2. Rahmat Allah yang bersifat umum, mencakup orang-orang baik dan orang-orang jahat. Diantara rahmat umum Dia mengutus Rasul-Rasul, menurunkan sejumlah kitab Samawi, ayat-ayat kauniyah (alam) serta keteraturannya yang sangat detail, maka seluruh nikmat adalah buah dari rahmat dan kasih sayang-Nya yang meli-puti seluruh ciptaan dalam hal rizki dan segala sarana kehidupan dan kebutuhan mereka.

Al-Rahmân selalu digandengkan dengan Al-Rahîm, karena Al-Rahmân adalah sifat bagi Dzat-Nya (sifat dzâtiyah), dan Al-Rahîm adalah sifat perbuatan yang terkait dengan semua yang dirahmati (sifat fi’liyah).

Maka yang pertama adalah sifat dan yang kedua adalah perbuatan. Yang pertama berarti rahmat dan kasih sayang adalah sifat bagi-Nya, dan yang kedua berarti Dia menyayangi ciptaan-Nya dengan rahmat-Nya. Karena itu,  penggandengan keduanya adalah sebuah pesan tentang rahmat dan kasih sayang yang datang segera atau ditunda, yang bersifat khusus atau umum.
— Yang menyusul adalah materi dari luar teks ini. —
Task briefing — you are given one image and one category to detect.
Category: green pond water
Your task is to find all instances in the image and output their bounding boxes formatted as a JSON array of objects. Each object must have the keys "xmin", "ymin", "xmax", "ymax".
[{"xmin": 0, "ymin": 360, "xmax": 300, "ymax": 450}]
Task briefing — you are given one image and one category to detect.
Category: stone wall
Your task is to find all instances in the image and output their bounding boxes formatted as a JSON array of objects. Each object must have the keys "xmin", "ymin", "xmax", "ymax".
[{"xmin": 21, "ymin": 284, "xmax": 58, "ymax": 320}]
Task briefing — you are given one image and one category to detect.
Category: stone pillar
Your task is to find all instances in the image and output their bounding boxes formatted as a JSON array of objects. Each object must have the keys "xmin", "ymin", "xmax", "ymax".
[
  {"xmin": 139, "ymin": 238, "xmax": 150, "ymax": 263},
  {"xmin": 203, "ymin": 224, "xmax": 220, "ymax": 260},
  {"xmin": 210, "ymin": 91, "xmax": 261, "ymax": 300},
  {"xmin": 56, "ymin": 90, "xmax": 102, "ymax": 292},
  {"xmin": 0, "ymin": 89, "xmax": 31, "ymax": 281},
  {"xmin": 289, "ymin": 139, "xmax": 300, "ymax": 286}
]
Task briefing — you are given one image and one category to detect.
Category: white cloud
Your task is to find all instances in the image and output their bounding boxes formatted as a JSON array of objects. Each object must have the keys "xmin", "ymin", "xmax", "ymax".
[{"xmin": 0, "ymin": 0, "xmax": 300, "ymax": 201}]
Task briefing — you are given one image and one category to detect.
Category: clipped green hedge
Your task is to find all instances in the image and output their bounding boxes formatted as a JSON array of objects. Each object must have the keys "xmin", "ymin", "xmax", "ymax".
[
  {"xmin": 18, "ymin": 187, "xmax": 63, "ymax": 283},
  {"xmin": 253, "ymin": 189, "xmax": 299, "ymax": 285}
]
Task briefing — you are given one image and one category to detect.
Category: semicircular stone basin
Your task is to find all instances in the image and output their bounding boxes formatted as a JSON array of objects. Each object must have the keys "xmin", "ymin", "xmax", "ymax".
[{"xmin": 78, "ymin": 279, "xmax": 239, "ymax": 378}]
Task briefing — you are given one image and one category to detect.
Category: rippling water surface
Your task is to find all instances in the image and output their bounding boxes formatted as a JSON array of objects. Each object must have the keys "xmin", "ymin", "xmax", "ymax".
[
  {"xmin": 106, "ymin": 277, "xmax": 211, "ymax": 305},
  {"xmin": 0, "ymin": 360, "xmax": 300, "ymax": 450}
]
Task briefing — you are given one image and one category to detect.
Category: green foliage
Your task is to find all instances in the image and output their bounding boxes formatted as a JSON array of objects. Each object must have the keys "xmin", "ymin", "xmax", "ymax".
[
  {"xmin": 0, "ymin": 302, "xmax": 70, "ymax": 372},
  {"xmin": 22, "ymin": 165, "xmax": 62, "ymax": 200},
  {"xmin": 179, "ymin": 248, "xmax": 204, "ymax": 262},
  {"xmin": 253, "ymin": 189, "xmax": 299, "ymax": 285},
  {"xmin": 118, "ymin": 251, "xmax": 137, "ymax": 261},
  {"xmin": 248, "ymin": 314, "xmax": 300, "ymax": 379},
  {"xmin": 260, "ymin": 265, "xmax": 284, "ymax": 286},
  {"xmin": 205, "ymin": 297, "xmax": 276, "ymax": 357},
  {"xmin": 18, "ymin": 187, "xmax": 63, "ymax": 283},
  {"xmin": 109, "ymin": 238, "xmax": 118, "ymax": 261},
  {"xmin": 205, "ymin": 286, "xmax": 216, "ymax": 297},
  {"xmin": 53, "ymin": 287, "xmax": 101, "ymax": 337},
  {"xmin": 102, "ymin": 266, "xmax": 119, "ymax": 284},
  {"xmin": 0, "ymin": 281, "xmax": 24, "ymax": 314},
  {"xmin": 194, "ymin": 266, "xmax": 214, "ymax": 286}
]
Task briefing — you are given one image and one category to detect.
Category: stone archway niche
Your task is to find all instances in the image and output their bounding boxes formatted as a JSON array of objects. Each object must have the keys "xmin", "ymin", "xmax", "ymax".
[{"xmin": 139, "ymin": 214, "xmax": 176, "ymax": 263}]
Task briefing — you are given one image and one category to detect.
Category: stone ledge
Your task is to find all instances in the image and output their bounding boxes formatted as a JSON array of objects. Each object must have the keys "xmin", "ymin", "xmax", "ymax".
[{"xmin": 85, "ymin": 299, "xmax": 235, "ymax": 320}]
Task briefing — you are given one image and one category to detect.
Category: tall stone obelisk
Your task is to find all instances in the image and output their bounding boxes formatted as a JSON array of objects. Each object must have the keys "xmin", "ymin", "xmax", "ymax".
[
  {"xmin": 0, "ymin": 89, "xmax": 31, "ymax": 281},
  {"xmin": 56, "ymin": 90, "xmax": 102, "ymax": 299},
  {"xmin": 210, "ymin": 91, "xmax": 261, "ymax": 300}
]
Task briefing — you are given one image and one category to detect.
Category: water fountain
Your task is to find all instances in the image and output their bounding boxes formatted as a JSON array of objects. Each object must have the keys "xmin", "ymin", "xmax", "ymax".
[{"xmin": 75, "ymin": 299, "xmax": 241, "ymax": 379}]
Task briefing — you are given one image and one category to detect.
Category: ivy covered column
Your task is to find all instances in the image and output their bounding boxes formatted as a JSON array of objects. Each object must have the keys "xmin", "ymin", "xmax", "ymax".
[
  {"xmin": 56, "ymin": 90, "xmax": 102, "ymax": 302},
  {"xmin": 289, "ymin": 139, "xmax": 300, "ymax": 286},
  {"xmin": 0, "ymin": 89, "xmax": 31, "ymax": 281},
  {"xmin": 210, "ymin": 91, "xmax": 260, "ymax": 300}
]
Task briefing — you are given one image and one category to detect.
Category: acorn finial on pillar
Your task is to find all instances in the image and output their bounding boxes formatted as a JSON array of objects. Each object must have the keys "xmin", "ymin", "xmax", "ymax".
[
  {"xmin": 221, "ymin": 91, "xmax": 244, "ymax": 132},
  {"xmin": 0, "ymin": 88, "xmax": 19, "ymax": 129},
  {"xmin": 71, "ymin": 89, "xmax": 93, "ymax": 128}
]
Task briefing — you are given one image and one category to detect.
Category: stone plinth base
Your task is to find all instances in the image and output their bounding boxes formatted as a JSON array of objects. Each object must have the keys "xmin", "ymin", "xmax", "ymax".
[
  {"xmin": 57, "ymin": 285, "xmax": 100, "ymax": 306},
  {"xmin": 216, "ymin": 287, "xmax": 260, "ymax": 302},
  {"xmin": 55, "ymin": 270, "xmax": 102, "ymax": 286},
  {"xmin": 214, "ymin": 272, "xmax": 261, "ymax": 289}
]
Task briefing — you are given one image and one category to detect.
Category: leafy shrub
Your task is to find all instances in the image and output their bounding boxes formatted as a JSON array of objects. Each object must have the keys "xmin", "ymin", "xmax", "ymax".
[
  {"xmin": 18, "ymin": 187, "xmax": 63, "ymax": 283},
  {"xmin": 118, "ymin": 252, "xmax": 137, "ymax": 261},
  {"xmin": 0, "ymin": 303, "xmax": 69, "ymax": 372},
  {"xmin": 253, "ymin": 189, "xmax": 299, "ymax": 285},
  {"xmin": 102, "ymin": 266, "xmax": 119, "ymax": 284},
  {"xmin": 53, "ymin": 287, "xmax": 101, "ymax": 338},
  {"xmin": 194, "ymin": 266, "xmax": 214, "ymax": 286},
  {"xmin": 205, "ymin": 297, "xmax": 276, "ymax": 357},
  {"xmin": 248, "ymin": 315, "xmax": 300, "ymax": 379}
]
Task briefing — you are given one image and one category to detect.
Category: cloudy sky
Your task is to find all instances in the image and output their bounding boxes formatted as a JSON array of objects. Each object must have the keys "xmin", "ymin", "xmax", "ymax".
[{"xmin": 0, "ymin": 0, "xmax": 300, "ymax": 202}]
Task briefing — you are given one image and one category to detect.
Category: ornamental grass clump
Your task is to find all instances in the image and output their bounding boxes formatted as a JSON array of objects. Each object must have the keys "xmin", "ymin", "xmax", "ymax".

Seorang mukmin harus berusaha untuk memperoleh rahmat khusus yang dapat diupayakan dengan melaksanakan sejumlah amal dan ketaatan, secara khusus beberapa hal berikut:

a. Takwa, iman dan menunaikan zakat

وَرَحْمَتِی وَسِعَتْ كُلَّ شَیْءٍ فَسَأَكْتُبُهَا لِلَّذِینَ یَتَّقُوْنَ وَیُؤْتُونَ ٱلزَّكَوٰةَ وَٱلَّذِینَ هُمْ بِـَٔایَـٰتِنَا یُؤْمِنُونَ ۞

“Dan kasih sayang-Ku mencakup segala sesuatu, dan Aku menetapkannya bagi orang yang bertakwa, menunaikan zakat dan orang-orang yang beriman dengan ayat-ayat Kami”. (QS. Al-Araf: 156)

b. Ketaatan kepada Allah dan Rasul-Nya

Sebagaimana firman Allah Ta’ala :

وَأَطِیْعُوْا ٱللّٰهَ وَٱلرَّسُولَ لَعَلَّكُمْ تُرْحَمُونَ ۞

“Dan taatilah Allah dan Rasul agar kalian dirahmati.” (QS. Ali ‘Imran: 132)

c. Berbuat baik kepada makhluk Allah Ta’ala.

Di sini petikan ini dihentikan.